[TravelBlog] Post Fifteen: Canal de Bourgogne

12:31PM  |  Bussière-sur-Ouche  |  France

Breakfast is in the light-filled winter dining room — soft boiled eggs, croissants, local yogurt, chèvre and locally smoked salmon. We borrow a pair of bikes from the Abbey, and set out on a 25k loop around the surrounding countryside.

The first leg takes us along the Burgundy Canal, a beautiful stretch of water dating from 1775 that connects the Atlantic and Mediterranean. We bike on the tow-path, once used by horses or cows for pulling barges. We pass beautiful wooden barges with smiling pilots, and watch them maneuver into locks and descend levels. The day is hot and the breeze is refreshing; a heron follows us along the water for a time.

We turn off the canal and head north to the town of Châteauneuf (no Pâpes here), a storybook castle and town perched on a steep hill.

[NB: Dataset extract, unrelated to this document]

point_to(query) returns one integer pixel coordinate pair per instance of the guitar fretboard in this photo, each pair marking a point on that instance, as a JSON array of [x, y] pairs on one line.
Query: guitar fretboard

The climb on bikes is grueling and intense, and the ancient defensibility of the castle’s location seems more obvious with each pump of our legs. Once in the town, we break for water, picon bière, and crêpes salés — with cheese, bacon, potatoes, and spinach.

Our constitution restored, we hop back on the bikes and follow the route south back towards the abbey. We cross rolling hills of wheat and grains, and pass ubiquitous herds of white Charolais cattle. Back at the hotel we sit on the veranda, enjoying kir royales and trying to find room for dinner.

A second extensive and impressive tasting menu, dishes include morel mushrooms, crayfish, rabbit confit, escargots, and mackerel. An expansive selection from the cheese tray: melted époisses, Brillat Savarin, fresh local goat, Cîteaux, and others. Calvados and armagnac on the terrace. Paris tomorrow.